Christianity: Prayer and Other Shortcomings
Prayer is the most accessible act in the Christian life — and yet the one we often neglect. It requires no special location, no degree, no financial cost, and yet it is the first to go when life gets crowded. Many believers know they should pray, but few experience prayer as a constant, living connection with the God who made them.
This book is a call back to the heart of prayer — not as a ritual or last resort, but as the lifeline of the believer. It begins with the wonder that prayer is conversation with the Creator of the universe. The One who spoke galaxies into being listens to our words, whispers back through His Spirit, and invites us into a relationship deeper than we imagined.
Along the way, we face the uncomfortable truth: our prayer life is often hindered by deeper spiritual shortcomings.

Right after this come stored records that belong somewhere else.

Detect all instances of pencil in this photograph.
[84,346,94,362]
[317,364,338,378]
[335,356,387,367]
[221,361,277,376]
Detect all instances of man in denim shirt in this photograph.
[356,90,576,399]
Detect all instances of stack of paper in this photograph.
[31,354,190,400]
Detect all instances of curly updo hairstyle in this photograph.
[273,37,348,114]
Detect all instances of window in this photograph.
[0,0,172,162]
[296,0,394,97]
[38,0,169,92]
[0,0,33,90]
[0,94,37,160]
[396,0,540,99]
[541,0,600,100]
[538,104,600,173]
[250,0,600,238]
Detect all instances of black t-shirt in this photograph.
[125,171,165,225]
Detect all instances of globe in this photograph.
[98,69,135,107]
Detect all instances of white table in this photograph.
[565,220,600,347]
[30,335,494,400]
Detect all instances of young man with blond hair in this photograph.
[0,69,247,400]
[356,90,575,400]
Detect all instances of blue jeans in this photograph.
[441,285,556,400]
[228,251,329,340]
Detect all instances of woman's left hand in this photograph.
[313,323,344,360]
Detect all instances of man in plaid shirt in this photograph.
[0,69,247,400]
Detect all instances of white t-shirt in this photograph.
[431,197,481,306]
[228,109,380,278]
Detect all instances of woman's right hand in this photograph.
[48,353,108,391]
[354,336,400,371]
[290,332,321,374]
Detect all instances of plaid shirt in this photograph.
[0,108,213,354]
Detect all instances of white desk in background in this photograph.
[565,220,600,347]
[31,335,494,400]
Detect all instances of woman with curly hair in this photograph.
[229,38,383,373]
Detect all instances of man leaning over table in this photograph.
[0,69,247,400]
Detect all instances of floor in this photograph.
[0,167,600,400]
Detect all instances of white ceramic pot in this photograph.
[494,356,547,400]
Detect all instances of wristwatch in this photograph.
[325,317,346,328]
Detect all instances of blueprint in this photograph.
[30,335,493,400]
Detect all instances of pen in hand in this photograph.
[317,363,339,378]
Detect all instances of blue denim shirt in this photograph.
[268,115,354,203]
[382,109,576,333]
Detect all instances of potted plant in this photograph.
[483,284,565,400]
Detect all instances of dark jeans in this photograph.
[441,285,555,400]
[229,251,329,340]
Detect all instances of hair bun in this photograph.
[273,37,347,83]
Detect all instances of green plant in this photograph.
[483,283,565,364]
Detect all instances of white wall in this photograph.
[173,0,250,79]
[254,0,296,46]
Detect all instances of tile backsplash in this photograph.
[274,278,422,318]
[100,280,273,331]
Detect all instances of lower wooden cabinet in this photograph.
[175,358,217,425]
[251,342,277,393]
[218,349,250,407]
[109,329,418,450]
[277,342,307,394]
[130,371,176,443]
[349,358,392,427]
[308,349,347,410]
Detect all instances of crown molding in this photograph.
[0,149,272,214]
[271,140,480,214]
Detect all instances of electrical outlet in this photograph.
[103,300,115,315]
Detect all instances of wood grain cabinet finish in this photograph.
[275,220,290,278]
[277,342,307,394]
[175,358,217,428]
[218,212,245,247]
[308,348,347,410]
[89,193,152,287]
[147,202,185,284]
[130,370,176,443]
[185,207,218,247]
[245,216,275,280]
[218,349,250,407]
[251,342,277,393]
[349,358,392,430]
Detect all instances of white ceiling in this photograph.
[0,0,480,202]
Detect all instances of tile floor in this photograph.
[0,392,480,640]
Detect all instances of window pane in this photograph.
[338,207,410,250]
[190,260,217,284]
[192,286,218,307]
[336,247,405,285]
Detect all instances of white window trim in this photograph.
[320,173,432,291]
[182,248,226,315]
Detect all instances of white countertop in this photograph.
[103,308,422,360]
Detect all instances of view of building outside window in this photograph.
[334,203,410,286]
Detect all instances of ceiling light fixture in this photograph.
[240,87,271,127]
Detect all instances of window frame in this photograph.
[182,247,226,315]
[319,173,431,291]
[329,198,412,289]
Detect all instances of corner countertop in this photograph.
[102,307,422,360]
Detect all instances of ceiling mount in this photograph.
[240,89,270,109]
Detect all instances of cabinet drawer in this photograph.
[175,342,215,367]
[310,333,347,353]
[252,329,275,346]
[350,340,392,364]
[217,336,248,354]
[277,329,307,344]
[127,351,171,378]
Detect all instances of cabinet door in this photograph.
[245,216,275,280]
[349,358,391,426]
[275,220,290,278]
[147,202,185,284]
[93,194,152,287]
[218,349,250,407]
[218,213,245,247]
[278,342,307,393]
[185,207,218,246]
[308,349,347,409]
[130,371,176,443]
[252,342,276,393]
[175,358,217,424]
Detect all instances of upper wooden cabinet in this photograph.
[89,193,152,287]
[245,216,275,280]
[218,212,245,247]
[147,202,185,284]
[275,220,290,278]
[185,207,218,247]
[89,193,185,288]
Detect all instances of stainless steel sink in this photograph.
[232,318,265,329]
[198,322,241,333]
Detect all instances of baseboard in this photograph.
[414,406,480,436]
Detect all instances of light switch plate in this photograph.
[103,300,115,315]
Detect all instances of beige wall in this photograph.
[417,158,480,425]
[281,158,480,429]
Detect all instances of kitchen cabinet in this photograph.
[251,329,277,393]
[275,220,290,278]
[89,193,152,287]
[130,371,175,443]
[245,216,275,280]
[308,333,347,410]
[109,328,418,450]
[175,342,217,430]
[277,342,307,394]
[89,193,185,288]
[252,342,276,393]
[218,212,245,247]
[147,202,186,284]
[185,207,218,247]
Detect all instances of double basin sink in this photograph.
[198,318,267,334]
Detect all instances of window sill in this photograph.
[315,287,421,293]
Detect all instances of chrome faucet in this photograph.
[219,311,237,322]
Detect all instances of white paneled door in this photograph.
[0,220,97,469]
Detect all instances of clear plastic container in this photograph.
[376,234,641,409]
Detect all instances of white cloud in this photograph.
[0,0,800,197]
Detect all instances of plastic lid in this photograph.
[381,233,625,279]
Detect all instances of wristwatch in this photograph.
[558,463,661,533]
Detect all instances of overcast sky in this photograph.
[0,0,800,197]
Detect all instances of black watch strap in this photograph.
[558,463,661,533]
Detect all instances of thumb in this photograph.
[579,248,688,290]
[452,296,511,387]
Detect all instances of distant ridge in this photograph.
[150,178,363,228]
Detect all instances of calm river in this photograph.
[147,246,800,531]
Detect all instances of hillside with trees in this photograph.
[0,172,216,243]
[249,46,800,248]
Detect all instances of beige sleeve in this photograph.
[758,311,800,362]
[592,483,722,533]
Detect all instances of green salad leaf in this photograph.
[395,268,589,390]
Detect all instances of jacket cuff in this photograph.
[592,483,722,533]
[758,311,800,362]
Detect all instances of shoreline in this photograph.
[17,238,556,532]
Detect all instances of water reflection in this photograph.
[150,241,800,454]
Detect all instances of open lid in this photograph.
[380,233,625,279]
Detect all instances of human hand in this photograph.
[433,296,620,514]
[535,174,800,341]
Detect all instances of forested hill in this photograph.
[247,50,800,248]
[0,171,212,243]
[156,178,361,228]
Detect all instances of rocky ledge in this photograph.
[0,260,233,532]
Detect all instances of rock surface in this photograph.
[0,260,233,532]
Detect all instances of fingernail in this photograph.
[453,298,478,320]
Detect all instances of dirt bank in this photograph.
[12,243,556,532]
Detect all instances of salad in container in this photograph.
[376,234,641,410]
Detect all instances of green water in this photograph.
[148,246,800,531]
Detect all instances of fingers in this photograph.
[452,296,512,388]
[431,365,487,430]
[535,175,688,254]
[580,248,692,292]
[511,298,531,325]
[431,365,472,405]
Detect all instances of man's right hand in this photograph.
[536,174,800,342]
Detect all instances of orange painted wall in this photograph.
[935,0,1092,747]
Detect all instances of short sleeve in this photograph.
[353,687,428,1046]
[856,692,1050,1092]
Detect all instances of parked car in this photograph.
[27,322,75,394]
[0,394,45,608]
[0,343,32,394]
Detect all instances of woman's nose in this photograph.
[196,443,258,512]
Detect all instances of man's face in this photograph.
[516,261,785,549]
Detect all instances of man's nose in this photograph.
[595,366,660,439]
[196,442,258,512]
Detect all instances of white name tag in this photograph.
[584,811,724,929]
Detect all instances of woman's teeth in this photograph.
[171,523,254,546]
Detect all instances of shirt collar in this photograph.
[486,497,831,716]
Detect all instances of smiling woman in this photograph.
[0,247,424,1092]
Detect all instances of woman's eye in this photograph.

We underuse the Holy Spirit, not from disinterest but from lack of understanding or training. We allow sin to grow because we do not stop it at the first glance, forgetting James’ warning that desire, once conceived, gives birth to sin. We keep the letter of God’s commands while ignoring Jesus’ “You have heard it said, but I say to you” — missing His call to purity of heart and motive. And we forget that prayer should produce fruit in our lives, not just feelings of comfort.
The chapters explore prayer in all its dimensions:
Prayer as conversation — learning to speak and listen throughout the day.
Intercession — standing before God on behalf of the unsaved, our leaders, even those who oppose us.
Persistence — drawing from Jesus’ parable of the persistent widow to understand why God sometimes answers only after we keep asking.
The Spirit’s help — how the Holy Spirit intercedes for us and teaches us to pray when we don’t know how.
Prayer and holiness — removing the obstacles that hinder our prayers.
Prayer as warfare — fighting the battle in the unseen before it is fought in the seen.
More than a “how-to,” this is a heart call. It is an invitation to live in constant awareness of God’s presence, so that prayer becomes as natural as breathing — a life-giving conversation that shapes how we see, how we act, and how we love.